Fig. 15 is a vertical cross-sectional view showing a state in which the intermediate portion and the land portion constituting the workpiece positioning device shown in Fig. 12 are slid with respect to the base portion.

Figure 16 is a perspective view of a workpiece positioning device according to a fourth embodiment of the present invention.

Figure 17 is a longitudinal sectional view of the workpiece positioning device shown in Figure 16.

Figure 18 is a partially cutaway perspective view showing the workpiece positioning device of Figure 16;

Fig. 19 is a detailed exploded perspective view showing the base portion of the workpiece positioning device of Fig. 16.

Fig. 20 is a perspective view showing the workpiece positioning device when the first intermediate portion, the second intermediate portion, the third intermediate portion, and the land portion constituting the workpiece positioning device shown in Fig. 17 are slid with respect to the base portion.

Fig. 21 is a vertical cross-sectional view showing a state in which the first intermediate portion, the second intermediate portion, the third intermediate portion, and the land portion constituting the workpiece positioning device shown in Fig. 17 are slid with respect to the base portion.

Figure 22 is a longitudinal sectional view of a workpiece positioning device according to a fifth embodiment of the present invention.

Fig. 23 is a vertical cross-sectional view showing a state in which the first intermediate portion, the second intermediate portion, the third intermediate portion, and the land portion constituting the workpiece positioning device shown in Fig. 22 are slid with respect to the base portion.

Figure 24 is a longitudinal sectional view of a workpiece positioning device according to a sixth embodiment of the present invention.

Fig. 25 is a vertical cross-sectional view showing a state in which the intermediate portion and the land portion constituting the workpiece positioning device shown in Fig. 24 are slid with respect to the base portion.

Hereinafter, preferred embodiments of the workpiece positioning device of the present invention will be described with reference to the accompanying drawings.

(First embodiment)

A workpiece positioning device 10A according to a first embodiment of the present invention will be described with reference to Figs. 1 to 5 . The workpiece positioning device 10A of the present embodiment is placed in a clean environment in a clean room such as a process such as a liquid crystal display, and the workpiece conveyed by a conveying device such as a roller conveyor is positioned at a predetermined position and fixed. Therefore, the workpiece positioning device 10A is attached to the lifting device, and the lifting device is disposed between the adjacent rollers constituting the roller conveyor.

However, the workpiece positioning device 10A is not limited to a user attached to the lifting device but in the conveying device.

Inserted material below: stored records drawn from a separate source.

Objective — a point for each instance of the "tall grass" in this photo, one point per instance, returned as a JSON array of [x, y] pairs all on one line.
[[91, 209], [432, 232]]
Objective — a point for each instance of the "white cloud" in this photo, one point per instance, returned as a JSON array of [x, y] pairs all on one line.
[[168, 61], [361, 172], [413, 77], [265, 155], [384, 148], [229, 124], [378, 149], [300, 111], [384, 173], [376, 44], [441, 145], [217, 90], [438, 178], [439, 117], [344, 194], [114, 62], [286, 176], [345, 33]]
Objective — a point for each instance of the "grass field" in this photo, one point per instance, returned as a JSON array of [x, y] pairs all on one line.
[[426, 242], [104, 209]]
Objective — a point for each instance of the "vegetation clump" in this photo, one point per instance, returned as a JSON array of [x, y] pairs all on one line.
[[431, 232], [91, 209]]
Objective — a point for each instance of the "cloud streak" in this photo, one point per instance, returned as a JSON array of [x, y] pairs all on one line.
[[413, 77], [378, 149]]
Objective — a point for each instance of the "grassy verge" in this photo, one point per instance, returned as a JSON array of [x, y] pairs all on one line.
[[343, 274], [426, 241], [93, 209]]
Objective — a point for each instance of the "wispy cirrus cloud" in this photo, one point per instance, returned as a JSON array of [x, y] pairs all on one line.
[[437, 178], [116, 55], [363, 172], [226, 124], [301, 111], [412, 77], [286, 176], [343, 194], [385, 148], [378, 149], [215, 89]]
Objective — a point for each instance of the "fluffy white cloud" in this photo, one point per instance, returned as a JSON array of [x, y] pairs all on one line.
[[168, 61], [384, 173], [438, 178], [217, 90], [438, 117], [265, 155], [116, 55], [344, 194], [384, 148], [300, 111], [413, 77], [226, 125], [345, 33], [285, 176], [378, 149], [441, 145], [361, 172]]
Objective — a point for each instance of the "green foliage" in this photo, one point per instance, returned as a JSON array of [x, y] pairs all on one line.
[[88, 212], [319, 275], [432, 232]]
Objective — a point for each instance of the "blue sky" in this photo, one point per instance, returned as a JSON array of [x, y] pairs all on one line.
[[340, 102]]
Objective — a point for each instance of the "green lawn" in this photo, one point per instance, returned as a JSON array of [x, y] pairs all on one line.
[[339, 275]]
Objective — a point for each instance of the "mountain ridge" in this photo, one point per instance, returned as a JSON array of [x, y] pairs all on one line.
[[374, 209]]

That is, for example, the workpiece positioning device 10A may be a user who moves to the next step in order to transfer the workpiece W transferred by the robot to a predetermined position and fix it.

As shown in Figures 1 to 4, the workpiece positioning device 10A The base portion 12 is provided on the base portion 12 in a slidable manner, and the platform portion 16 is slidably disposed relative to the intermediate portion 14 and has a workpiece placed thereon (see FIG. 5); The pressing portion 18 locks the platform portion 16 to the base portion 12.

The base portion 12 has a base flange portion 20 belonging to a plate-like member having a substantially square shape in plan view, a locking cylinder (cylindrical portion) 22 provided at the base flange portion 20, and a locking cylinder disposed thereon The annular first ball of 22 touches the plate 24.

The base flange portion 20 is fixed to the lifting device by a bolt (not shown) that is inserted through a plurality of fixing holes 26. A plurality of (four in FIG. 4) insertion holes 30 through which the bolts 28 for mounting the lock cylinder 22 are inserted are formed in the base flange portion 20.

A circular recess 32 is formed substantially at the center of one surface of the base flange portion 20 (the surface directed toward the lock cylinder 22). An annular groove 36 for mounting the spacer 34 is formed at one end portion of the inner peripheral surface constituting the circular recess 32.

The lock cylinder 22 has a lock cylinder body 38 formed in a disk shape, and a projecting portion 40 projecting from the substantially center of the lock cylinder body 38 toward the base flange portion 20 side. The protruding portion 40 is inserted (embedded) in the circular recess 32. A recess 42 is formed inside the protruding portion 40, and a rod hole 44 opening toward one surface of the locking cylinder body 38 is formed on the bottom surface of the recess 42. The cylinder chamber 46 is formed by the wall surface of the circular recess 32 constituting the base flange portion 20 and the wall surface of the recess 42 constituting the lock cylinder 22.

The cylinder chamber 46 is in communication with: formed on the base flange portion 20 And a first orifice 48 for supplying/discharging the compressed fluid; and a second orifice 50 formed in the lock cylinder 22 for supplying/discharging the compressed fluid.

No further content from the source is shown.